Ambos se tenían el uno al otro. Y los dos vivían bajo la confianza de un Dios bueno que no les iba a soltar la mano.
En las ventanas de las casas cercanas, el frío se asomaba para intentar quedarse, y en el cielo una cohorte de ángeles afinaban sus instrumentos para decirle a la humanidad que el Mesías acababa de reinar sobre la faz de la tierra.
Fue justo con la primera sonrisa y el primer balbuceo de ese niño cuando la Historia del ser humano comenzó a caminar por la vereda de la verdad… y desde ese día existe una orilla en el horizonte de nuestros latidos a la que llamamos esperanza.
Así vino al mundo la razón de mi existencia.
Así nació el hombre en el que este humilde junta letras cree.
Así debió ser y así lo recuerdo cada año cuando la Nochebuena abre de par en par el postigo de los recuerdos.
Entre un buey y una mula. En el más absoluto silencio.
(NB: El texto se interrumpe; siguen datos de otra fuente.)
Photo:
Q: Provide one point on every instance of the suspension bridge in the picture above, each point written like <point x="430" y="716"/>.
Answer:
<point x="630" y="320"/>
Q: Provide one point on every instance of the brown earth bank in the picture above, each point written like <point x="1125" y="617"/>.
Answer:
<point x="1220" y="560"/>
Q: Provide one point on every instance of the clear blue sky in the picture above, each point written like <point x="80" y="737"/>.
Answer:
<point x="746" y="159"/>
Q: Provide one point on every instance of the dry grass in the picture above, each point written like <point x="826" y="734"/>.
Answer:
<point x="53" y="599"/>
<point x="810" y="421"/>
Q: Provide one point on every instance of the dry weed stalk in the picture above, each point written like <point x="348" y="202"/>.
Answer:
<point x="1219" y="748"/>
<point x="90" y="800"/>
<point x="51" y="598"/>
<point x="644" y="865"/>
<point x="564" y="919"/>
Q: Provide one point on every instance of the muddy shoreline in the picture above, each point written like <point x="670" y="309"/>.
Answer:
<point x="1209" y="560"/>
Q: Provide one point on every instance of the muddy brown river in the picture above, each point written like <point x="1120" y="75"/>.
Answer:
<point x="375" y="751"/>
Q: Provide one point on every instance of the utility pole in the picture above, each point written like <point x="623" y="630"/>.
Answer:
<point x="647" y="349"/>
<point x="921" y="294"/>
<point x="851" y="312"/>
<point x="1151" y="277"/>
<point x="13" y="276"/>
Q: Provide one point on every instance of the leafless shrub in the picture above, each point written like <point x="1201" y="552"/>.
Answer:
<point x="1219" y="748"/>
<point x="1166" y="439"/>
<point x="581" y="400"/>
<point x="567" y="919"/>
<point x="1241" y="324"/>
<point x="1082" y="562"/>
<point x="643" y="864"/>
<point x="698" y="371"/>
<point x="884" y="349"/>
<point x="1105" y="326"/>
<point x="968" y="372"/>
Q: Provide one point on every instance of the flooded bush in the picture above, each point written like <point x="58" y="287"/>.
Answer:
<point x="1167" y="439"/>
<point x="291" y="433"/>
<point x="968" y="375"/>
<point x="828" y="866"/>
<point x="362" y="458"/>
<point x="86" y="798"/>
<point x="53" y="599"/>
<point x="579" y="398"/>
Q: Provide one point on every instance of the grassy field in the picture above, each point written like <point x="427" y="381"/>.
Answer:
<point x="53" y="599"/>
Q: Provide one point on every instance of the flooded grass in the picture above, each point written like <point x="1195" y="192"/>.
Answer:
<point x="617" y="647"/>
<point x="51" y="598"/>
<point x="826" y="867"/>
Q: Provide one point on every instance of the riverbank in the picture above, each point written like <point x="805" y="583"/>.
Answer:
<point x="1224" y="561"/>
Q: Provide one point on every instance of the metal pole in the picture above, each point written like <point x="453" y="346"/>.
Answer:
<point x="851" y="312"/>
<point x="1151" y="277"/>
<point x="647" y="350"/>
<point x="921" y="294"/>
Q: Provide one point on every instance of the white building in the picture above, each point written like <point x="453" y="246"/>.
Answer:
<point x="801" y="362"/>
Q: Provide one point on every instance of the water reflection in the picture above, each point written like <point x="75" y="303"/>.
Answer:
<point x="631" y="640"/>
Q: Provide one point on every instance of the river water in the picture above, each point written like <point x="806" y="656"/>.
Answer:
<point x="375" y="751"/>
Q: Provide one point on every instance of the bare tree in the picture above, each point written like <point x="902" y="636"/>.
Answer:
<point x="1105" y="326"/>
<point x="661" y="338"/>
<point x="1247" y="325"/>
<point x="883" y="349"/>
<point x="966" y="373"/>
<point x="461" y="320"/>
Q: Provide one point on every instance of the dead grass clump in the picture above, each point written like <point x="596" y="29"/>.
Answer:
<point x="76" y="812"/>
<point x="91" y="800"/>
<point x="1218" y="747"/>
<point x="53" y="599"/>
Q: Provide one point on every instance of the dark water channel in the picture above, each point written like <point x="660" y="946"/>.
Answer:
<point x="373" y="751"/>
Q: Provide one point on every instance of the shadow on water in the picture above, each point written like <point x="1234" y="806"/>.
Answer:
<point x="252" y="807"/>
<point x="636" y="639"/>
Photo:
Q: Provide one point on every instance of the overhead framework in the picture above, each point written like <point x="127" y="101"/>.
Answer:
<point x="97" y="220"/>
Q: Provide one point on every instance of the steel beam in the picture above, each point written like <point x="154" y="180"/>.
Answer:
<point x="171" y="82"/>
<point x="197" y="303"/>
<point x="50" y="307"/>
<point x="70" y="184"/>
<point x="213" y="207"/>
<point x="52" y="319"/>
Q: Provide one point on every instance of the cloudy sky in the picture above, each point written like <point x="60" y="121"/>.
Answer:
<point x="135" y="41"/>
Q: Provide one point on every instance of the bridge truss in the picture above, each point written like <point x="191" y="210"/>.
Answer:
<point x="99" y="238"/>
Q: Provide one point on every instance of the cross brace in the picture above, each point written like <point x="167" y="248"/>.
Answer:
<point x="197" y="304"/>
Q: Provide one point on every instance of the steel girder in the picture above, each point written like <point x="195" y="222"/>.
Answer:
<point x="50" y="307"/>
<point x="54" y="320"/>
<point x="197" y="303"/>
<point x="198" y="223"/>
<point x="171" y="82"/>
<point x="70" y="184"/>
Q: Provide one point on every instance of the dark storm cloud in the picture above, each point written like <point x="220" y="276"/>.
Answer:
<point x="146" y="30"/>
Alejado de aspavientos y de los focos que algunos necesitan estos días para darse a valer.
Ahí encuentro al que yo llamo -sin miedo alguno-, mi Dios.
El que a veces me desespera con sus decisiones.
El que a veces aparece entre lágrimas y preguntas.
El que a veces rebusco en las Sagradas Escrituras a sabiendas que la mano del hombre fue la que delineó esos renglones.
Ese es mi Dios.
El mismo que hace un par de horas vino de nuevo a nacer en mí y en ti, en nosotros, y que con su presencia, nos volvió a regalar la vida.